Encouraging active, and safe, travel
The railway is always going to fight against the car to win back the travelling public. One of Go-Ahead’s mantras is to encourage people to walk and cycle if they can, and then take trains and buses for longer journeys. Cars should only be used if there is no alternative. Active travel must be fully integrated into the transport experience. Firstly, bicycle storage on the trains themselves is essential. We’ve already started integrating more bike storage into our bus designs. In our bus fleet in East Yorkshire for example, we’re encouraging people to cycle in the surrounding areas by bringing their bikes onto designated storage areas within our buses.
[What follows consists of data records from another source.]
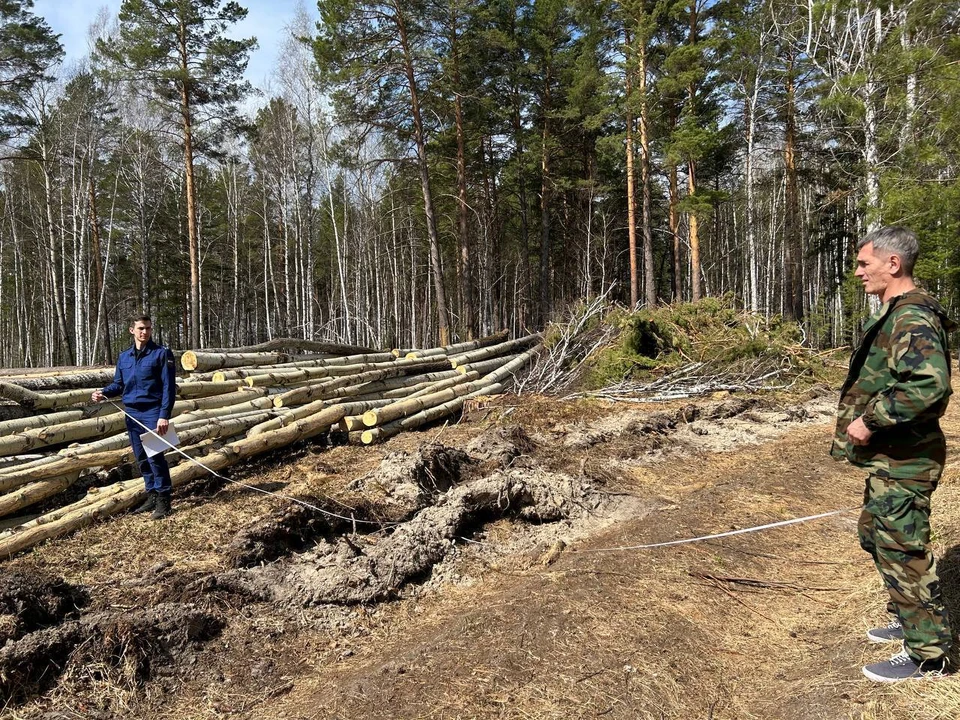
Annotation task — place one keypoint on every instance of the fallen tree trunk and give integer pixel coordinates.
(328, 388)
(513, 346)
(204, 360)
(33, 400)
(419, 402)
(71, 467)
(119, 497)
(313, 346)
(8, 427)
(240, 373)
(411, 422)
(83, 429)
(63, 381)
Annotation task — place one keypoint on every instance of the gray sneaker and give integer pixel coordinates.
(903, 667)
(891, 633)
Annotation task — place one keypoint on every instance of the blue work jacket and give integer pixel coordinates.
(147, 381)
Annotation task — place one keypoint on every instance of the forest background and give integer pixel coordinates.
(430, 170)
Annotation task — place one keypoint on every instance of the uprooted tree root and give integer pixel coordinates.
(403, 484)
(132, 642)
(346, 573)
(29, 603)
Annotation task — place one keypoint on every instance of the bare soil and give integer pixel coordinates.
(487, 570)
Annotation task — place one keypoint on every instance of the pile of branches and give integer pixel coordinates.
(700, 378)
(670, 352)
(571, 341)
(232, 405)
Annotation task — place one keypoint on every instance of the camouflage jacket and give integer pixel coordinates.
(899, 382)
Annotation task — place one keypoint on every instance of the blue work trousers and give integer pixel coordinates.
(155, 471)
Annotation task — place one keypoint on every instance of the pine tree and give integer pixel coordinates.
(179, 51)
(28, 48)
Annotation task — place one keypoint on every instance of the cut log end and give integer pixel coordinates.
(189, 360)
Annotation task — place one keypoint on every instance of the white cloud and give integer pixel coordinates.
(266, 20)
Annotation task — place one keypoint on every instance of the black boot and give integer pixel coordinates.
(163, 506)
(148, 504)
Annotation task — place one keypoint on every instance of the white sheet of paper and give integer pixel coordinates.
(153, 443)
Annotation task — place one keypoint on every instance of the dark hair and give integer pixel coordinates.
(895, 240)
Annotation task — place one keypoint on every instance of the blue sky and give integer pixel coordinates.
(266, 20)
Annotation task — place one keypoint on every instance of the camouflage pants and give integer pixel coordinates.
(894, 528)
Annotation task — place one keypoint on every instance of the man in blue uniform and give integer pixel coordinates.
(146, 378)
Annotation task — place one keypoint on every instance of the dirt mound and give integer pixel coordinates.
(412, 480)
(351, 572)
(128, 643)
(501, 445)
(403, 483)
(30, 602)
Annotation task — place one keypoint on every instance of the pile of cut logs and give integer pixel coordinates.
(232, 405)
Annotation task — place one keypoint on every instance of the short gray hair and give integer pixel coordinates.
(895, 240)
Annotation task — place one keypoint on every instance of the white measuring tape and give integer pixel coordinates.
(244, 485)
(650, 546)
(702, 538)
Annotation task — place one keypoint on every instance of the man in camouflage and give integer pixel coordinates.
(888, 423)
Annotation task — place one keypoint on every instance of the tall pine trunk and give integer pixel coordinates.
(443, 319)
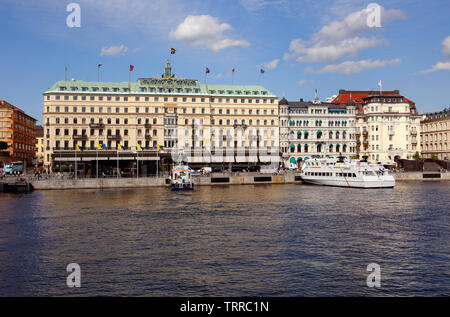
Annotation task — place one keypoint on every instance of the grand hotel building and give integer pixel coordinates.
(162, 115)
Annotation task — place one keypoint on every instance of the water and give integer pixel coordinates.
(274, 240)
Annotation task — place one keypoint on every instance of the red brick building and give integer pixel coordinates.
(18, 130)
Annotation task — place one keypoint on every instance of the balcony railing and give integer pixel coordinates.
(114, 137)
(80, 137)
(97, 125)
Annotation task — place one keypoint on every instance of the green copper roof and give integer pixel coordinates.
(168, 84)
(160, 86)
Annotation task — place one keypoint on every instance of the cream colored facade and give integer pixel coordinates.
(40, 144)
(159, 111)
(435, 135)
(387, 127)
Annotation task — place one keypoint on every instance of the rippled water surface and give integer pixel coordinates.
(274, 240)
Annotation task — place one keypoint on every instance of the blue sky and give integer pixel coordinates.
(302, 45)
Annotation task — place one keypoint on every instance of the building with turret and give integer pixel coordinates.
(311, 129)
(151, 119)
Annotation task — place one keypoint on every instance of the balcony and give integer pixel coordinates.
(114, 137)
(80, 137)
(97, 125)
Under our blueprints, we’re considering secure cabinets as a means to storing folding bicycles, with vertical racks at the end of carriages capable of holding full-size bikes. We believe that many more of our customers will arrive at stations by bicycle, with an expectation that their bikes can be onboarded comfortably onto trains. And, of course, there’s the question of safety. We need to keep up our enhanced cleaning regimes, while also offering more alternatives for customers to be safe. We propose the installation of permanent hand sanitiser dispensers, antimicrobial finishes and touchless doors. This reflects the greater public awareness of hygiene we’ve seen over the past two years, but also indicates our resilience and how we can be resilient and stronger in the future. The world has changed, and we need to adapt to it. The railways of Britain can’t afford to keep the status quo. We need to reassess, regroup, and consider what’s important for the changing needs of our passengers, in order to be robust and resilient for the future.